Sandill, a member of the legal team acting for the applicant in Kovintharajah v. Paragon Linen and Laundry Services Inc., 2021 HRTO 98, summarized the case on the Canadian Law of Work Forum blog. The tribunal’s decision adopted the simple, unified approach found in Misetich v. Value Village Stores Inc., 2016 HRTO 1229, Sandill said.
In the Kovintharajah case, the applicant employee alleged that the respondent employer had committed employment discrimination based on family status under the Human Rights Code, R.S.O. 1990, c. H.19, as amended.
Back in May 2016, the applicant asked whether, beginning in September 2016, he could change his schedule such that he would start work at 6:30 am and leave work at 2:30 pm, which would enable him to care for his children and his spouse’s elderly parents while she was working. The applicant’s manager approved the request for the family-status accommodation.
In October 2017, the respondent revoked the workplace flexibility and ordered all employees to adhere to the uniform schedule from 8:00 am to 4:00 pm, citing the financial difficulties caused to the business and the need for efficiency.
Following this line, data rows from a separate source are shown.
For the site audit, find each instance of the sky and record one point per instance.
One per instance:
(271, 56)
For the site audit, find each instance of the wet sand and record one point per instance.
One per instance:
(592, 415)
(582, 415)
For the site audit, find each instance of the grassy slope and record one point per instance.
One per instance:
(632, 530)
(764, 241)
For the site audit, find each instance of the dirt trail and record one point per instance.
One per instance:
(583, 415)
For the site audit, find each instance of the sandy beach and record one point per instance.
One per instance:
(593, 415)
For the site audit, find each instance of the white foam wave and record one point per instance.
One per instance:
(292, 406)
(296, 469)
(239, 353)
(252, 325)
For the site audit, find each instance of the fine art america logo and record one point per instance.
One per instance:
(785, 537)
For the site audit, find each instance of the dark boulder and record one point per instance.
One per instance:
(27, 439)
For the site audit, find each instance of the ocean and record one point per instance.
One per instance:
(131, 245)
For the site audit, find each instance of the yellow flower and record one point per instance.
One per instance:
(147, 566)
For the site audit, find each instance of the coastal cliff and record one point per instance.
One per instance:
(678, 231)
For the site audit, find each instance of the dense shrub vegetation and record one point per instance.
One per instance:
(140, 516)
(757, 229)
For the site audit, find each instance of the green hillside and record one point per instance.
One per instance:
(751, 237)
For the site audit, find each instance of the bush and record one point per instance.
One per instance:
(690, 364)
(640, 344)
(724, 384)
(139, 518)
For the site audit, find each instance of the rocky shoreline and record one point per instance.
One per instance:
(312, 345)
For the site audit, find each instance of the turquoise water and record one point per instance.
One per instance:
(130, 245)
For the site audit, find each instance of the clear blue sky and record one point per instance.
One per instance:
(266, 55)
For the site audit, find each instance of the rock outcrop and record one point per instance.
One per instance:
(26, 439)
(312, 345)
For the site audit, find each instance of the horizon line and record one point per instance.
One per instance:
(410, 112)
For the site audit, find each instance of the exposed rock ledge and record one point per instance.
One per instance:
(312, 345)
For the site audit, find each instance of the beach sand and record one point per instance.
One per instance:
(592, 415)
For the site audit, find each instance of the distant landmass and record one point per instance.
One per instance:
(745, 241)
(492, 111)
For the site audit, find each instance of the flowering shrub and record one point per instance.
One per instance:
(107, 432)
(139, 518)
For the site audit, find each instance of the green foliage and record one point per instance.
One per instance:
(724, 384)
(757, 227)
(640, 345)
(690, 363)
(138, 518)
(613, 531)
The Human Rights Tribunal of Ontario ruled that the respondent failed to comply with its obligations under the duty to accommodate and that the respondent’s decision to terminate the applicant constituted discrimination based on family status. The tribunal ordered the respondent to pay the applicant $29,724.39 for lost wages and $20,000 for injury to dignity, feelings, and self-respect, as well as prejudgment and post judgment interest.
While the tribunal accepted that a change meant to improve business efficiency would not amount to discrimination on its own, the tribunal said that such change could negatively affect those who had relied on flexibility to fulfill their necessity for child care or elder care. This would, in turn, trigger the duty to accommodate, which was even more apparent in a case such as this, where the applicant made a specific request for a family-status accommodation.
The tribunal said that the respondent also fell short of its procedural and substantive duty to accommodate the applicant’s family status needs when it refused to participate in the accommodation process. While the applicant took reasonable steps, such as informing the new general manager of his family status obligations and considering alternative solutions, the respondent immediately disciplined the applicant and eventually terminated his employment.
In the blog post, Sandill called attention to the total remedies amounts awarded by the tribunal, one of the highest ever for a family status case.